How vain, without the merit, is the name!1

At the end of October 2010, the Merit project made its cleaned-up version of the 2008 Research Assessment Exercise (RAE) data available through the project’s website. This data set includes names of the top researchers in the UK (Stephen Hawking, for example, Monica Grady or Brian Cox), with the titles of the materials that were submitted for assessment by their institutions. It seemed to be an ideal set of information for the Names Project to use, as the information includes institutional affiliations, which is not easy to track down from other data sources we’ve been investigating, such as the Zetoc table of contents data from the British Library.

Names records have now been generated for all of the individuals represented in the Merit data. This creates a core of nearly 47,000 disambiguated names of UK researchers for the project, associated with 158 institutions. As a result of the earlier work of the Merit project, the quality of the data was good. There were occasions where individuals had more than one identifier in the Merit data (when their work had been submitted by more than one institution), but these were successfully identified and merged in the disambiguation process.

Our British Library colleagues’ quality assurance process identified only one case where the system wrongly suggested a match.

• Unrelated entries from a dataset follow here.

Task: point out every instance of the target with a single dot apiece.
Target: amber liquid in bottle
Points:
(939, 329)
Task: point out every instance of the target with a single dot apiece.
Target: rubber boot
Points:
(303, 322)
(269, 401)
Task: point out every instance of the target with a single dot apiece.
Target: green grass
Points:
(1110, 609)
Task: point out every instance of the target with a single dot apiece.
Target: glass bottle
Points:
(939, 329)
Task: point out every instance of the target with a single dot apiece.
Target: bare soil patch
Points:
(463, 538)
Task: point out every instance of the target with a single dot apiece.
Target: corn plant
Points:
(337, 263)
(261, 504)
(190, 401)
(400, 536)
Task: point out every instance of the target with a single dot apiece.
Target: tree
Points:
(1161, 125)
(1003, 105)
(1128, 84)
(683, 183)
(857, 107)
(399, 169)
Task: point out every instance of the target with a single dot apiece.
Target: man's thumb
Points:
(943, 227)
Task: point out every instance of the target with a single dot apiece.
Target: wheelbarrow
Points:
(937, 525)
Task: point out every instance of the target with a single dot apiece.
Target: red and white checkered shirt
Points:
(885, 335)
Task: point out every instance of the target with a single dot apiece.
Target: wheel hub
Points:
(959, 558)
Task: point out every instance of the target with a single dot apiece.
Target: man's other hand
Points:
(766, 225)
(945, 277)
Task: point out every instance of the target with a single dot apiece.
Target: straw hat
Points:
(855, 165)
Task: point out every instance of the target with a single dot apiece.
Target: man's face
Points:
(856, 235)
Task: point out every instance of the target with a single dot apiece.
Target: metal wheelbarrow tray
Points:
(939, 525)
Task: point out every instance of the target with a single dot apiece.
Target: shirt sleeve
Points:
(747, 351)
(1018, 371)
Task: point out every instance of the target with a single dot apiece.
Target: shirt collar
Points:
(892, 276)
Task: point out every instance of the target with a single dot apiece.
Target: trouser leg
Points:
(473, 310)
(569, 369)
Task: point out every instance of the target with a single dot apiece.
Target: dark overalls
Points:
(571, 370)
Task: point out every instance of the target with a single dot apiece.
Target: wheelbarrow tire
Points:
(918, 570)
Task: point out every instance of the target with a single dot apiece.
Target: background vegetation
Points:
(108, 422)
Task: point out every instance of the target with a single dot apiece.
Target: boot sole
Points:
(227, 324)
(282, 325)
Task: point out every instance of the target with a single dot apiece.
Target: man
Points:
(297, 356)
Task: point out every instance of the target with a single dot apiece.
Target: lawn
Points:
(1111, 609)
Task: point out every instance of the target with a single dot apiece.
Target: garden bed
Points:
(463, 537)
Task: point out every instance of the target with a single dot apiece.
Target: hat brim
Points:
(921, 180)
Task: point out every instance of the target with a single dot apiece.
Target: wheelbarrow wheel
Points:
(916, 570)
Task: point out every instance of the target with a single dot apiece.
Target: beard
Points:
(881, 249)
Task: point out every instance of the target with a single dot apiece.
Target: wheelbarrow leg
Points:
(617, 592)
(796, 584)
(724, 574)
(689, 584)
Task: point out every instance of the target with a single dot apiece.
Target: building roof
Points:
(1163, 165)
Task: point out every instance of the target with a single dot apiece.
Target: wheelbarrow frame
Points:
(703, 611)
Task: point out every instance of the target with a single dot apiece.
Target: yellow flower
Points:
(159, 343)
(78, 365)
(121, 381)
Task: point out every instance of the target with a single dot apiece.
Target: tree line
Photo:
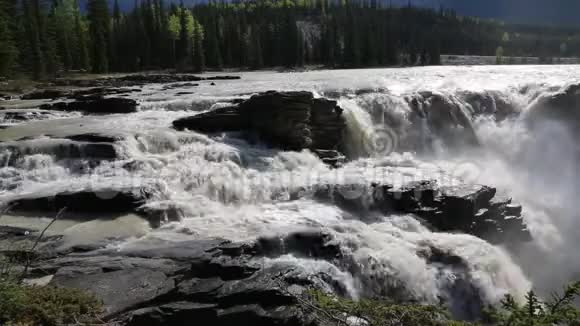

There were two D. J. Siveters listed in the data, one at the University of Leicester, the other at the University of Oxford, both writing on the subject of palaeontology.  A little investigation revealed that these were in fact two distinct individuals: twin brothers (Derek and David) working in the same field who often co-author papers.  Perhaps these two form the ultimate test of any disambiguation mechanism?

The project team are intending to share the records generated by this process with colleagues working on the ISNI (International Standard Name Identifier) to see if they can identify matches with records in the ISNI data.